El Congreso aprobó el Decreto 10-2026, una ley que endurece las sanciones por delitos sexuales contra menores y amplía la protección a víctimas de abuso infantil.
La reforma al Código Penal establece que cualquier acto de acceso carnal con una persona menor de 18 años será considerado violación, sin necesidad de probar violencia, eliminando interpretaciones sobre consentimiento.
Las penas van de 10 a 14 años de prisión inconmutable, mientras que otros delitos de agresión sexual serán castigados con entre 7 y 10 años, sin beneficios.
El diputado ponente explicó que uno de los principales cambios es ampliar la protección, que antes aplicaba solo a menores de 14 años.
Con esta ley, el Estado busca reforzar la persecución de estos delitos y garantizar mayor protección a niños y adolescentes.
Además del endurecimiento penal, la Ley refuerza las obligaciones del Estado en materia de prevención y atención integral. Garantizando el acceso a servicios de salud, asistencia legal y programas educativos para niñas, niños y adolescentes, así como la creación de redes de apoyo a nivel municipal y departamental para este tipo de ilícitos.

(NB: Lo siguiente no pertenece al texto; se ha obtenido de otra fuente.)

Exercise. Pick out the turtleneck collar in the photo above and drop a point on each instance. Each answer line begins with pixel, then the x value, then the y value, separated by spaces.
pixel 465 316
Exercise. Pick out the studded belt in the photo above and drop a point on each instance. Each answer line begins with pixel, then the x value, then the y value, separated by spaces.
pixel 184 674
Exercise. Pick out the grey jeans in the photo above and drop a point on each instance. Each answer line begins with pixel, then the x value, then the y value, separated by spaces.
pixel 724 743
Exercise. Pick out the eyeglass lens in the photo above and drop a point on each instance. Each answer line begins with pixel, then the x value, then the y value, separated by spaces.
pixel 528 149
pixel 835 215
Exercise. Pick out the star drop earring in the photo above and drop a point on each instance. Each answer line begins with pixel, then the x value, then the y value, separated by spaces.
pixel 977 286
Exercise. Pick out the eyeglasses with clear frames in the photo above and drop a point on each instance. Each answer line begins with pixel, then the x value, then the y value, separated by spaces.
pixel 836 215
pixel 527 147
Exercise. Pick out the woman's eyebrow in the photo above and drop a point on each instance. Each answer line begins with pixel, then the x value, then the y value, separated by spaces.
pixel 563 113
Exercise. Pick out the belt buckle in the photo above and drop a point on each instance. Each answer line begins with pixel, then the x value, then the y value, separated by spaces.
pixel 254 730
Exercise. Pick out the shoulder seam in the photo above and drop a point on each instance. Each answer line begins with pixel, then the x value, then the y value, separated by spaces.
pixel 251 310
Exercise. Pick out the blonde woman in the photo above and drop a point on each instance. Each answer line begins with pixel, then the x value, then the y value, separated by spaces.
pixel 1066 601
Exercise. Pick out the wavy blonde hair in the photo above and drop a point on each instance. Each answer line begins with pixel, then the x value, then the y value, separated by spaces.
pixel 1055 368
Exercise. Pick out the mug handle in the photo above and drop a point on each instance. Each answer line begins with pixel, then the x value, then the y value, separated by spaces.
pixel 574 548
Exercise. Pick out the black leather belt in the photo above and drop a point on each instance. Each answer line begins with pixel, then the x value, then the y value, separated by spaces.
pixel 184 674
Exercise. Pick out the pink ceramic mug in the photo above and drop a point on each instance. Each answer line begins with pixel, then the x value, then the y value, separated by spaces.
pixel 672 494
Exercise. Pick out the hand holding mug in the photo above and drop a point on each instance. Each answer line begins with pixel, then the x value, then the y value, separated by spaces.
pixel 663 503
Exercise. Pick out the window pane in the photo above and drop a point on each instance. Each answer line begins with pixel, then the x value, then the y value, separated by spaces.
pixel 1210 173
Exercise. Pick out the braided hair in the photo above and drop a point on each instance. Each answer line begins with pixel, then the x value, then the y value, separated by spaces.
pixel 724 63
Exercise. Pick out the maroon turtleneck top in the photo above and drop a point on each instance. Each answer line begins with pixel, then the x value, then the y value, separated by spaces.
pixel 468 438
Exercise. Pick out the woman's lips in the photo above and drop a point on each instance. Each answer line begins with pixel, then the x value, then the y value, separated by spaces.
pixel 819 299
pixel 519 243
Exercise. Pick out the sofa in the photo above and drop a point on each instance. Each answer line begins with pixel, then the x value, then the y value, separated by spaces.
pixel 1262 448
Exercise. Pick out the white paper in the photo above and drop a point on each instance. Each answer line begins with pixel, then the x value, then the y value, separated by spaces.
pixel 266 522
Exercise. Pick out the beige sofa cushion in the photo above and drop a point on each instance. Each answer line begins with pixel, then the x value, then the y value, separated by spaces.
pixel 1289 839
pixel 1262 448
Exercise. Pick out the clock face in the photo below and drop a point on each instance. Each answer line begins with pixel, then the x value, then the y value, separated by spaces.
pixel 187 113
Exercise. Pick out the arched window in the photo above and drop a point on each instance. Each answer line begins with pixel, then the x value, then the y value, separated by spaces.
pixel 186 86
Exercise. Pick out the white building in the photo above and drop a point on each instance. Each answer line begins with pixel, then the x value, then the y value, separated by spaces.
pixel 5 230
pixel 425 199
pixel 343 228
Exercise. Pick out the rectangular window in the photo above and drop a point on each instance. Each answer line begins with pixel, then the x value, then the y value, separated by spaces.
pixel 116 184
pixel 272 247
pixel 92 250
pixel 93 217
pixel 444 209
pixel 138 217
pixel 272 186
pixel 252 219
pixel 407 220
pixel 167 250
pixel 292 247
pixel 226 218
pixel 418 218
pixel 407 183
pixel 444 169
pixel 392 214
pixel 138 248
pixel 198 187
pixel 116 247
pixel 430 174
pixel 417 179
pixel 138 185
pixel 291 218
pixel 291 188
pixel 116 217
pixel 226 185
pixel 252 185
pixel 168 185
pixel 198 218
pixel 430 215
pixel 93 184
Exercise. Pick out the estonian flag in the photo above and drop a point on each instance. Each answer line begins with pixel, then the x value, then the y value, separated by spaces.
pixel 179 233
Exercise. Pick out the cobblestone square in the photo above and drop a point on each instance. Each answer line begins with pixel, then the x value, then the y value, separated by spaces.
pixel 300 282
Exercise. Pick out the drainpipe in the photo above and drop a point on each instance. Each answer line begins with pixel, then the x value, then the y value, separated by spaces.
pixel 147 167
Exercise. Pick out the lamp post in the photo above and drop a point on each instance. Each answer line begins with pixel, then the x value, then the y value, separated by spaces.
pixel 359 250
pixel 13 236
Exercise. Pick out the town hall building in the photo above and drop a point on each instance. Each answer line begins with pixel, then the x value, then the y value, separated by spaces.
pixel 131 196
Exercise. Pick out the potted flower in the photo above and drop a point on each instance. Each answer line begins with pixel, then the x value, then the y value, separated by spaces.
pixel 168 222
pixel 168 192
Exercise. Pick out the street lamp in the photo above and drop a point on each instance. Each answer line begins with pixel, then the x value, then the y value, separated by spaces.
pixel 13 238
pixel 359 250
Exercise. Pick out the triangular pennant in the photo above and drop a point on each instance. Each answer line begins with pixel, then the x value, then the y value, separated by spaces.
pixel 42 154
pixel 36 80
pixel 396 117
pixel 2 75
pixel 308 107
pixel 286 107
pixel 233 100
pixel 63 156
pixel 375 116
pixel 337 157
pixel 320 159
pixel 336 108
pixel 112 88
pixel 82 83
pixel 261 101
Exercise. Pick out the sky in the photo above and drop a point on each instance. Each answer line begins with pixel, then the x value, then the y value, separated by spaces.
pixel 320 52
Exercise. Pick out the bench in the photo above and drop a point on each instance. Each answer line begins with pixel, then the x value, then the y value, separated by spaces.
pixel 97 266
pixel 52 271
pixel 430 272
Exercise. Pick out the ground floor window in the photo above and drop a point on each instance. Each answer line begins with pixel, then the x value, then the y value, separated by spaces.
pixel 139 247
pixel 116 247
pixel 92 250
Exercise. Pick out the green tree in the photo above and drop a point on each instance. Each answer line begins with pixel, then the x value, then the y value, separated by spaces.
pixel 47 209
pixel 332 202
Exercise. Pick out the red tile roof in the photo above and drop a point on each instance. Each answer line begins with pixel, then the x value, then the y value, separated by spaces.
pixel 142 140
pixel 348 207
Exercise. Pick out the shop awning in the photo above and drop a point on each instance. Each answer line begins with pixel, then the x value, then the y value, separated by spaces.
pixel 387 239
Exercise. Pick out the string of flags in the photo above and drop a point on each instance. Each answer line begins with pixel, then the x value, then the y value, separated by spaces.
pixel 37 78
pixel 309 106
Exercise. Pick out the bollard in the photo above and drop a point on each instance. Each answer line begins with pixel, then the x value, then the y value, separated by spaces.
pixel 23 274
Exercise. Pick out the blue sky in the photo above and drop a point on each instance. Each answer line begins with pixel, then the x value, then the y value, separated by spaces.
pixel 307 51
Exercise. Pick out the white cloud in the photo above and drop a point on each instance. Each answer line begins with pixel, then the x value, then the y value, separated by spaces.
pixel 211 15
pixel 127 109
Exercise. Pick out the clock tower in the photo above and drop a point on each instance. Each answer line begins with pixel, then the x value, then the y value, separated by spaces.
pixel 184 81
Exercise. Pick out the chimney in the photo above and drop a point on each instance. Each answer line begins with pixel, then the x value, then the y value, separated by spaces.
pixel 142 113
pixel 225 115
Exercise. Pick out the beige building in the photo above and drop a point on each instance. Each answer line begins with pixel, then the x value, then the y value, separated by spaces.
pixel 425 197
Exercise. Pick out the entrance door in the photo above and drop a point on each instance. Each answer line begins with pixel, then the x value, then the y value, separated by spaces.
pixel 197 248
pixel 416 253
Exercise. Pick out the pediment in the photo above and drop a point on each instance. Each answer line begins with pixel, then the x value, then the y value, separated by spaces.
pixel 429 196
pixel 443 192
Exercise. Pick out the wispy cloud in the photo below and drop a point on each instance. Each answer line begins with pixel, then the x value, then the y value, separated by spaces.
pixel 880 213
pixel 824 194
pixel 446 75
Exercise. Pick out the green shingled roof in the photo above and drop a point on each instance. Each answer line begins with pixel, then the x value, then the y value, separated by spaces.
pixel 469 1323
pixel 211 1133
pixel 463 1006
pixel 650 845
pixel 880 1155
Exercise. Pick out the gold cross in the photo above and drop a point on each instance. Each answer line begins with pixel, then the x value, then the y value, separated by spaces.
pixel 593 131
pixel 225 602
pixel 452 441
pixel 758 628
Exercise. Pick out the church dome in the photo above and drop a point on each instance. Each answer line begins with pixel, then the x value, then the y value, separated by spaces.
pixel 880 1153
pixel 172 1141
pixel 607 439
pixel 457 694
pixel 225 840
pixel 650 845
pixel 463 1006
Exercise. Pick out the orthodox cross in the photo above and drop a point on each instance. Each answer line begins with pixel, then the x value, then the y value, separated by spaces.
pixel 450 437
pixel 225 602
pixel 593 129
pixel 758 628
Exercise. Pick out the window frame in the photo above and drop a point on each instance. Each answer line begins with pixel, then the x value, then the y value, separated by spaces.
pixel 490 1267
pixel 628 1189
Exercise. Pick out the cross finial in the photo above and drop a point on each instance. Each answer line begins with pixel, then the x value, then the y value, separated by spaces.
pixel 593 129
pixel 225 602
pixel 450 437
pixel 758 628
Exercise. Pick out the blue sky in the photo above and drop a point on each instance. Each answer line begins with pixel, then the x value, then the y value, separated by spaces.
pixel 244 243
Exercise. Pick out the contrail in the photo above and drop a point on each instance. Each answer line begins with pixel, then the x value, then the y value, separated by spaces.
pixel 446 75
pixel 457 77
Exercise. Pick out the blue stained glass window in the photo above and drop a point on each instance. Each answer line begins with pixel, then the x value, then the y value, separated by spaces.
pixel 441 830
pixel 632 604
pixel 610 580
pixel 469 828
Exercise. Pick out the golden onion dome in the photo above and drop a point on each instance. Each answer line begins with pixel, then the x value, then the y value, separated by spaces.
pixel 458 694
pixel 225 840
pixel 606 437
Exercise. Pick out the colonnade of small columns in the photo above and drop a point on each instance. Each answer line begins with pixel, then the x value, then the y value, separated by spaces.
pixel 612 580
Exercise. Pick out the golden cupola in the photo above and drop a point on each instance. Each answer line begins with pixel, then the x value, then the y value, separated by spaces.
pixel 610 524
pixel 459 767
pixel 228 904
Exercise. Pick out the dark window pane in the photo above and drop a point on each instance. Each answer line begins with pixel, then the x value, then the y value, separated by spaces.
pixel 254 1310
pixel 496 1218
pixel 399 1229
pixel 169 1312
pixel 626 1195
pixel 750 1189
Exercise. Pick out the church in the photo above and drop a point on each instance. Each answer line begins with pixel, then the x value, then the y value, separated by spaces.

Según los datos del Observatorio en Salud Sexual y Reproductiva (OSAR), Guatemala enfrenta una crisis por embarazos en niñas y adolescentes, considerados en muchos casos consecuencia de violencia sexual.
Las cifras de 2025 reportaron más de 77 mil de casos de embarazos en menores de entre 10 y 19 años, con especial incidencia en departamentos como Alta Verapaz, Guatemala, Quiché, Huehuetenango y San Marcos.